Discussion in 'Journalism topics only' started by Johnny Dangerously, Dec 17, 2006.

  1. slappy4428

    slappy4428 Active Member

    JD is not Kevin Scarbinsky... and Kevin Scarbinsky is no JD....
     
  2. SF_Express

    SF_Express Active Member

    Simply because you don't need indents. The extra return between grafs delineates them.

    To put in an indent, you'd have to put a nonbreaking space code, and it's definitely not worth the pain-in-the-ass factor.

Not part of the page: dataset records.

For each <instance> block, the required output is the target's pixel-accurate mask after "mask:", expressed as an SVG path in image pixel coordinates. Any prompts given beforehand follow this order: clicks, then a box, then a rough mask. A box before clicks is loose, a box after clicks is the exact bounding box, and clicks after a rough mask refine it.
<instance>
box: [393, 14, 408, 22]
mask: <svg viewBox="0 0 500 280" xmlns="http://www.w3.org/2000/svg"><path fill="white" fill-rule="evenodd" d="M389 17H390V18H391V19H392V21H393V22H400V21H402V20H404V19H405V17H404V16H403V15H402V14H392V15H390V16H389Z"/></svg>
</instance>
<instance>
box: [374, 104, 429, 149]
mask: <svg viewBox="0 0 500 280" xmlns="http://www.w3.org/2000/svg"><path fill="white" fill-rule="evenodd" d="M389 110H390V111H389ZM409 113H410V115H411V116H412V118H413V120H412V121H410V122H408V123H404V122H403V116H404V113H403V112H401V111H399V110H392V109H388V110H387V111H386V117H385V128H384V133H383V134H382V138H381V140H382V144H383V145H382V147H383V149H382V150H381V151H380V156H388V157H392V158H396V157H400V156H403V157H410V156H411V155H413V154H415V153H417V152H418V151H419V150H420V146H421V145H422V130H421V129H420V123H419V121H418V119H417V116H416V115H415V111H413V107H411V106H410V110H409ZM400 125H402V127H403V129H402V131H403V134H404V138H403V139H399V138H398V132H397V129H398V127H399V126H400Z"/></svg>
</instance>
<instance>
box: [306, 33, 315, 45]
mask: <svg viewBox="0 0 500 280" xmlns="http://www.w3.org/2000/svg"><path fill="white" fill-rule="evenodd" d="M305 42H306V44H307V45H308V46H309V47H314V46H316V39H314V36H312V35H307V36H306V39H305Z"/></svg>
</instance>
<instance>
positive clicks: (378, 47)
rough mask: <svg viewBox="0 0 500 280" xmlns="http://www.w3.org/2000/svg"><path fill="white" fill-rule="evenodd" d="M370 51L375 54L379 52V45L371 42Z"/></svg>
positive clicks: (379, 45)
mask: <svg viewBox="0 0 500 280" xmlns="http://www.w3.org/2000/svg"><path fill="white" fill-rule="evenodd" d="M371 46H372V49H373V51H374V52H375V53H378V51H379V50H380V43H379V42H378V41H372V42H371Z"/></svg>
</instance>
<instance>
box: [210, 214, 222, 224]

    Indents are to designate paragraphs in a format where they're not separated by anything else. They're simply unnecessary on the web.
     
  3. Pagination style doesn't match up with HTML. If there's something like a thin rule separating the last graph from the writer's info, the Web verion isn't going to pick it up. And if the web process is automatic (and the paper doesn't have much of an online staff), then the impetus for change will have to come from the pagination side.
     
  4. Football_Bat

    Football_Bat Well-Known Member

    I knew that. :)

    The biggest beef I have with our web site is the girl in the back who uploads stories has to manually type in headlines, and she can't spell "cat" if you spotted her the C and the A.
     
  5. suburbia

    suburbia Active Member

    At least all your stuff gets online.

    At our paper, the publisher decided a few years ago to limit the website upload to six news stories and six sports stories a day. Since sports is much busier (especially in the late evening) compared to news, the newside people handle the upload.

    Rather than checking with sports to find out which stories are bigger, however, they just pick six randomly. On more than one occasion, a wire filler story or the Digest are put online while bigger stories aren't so much as teased.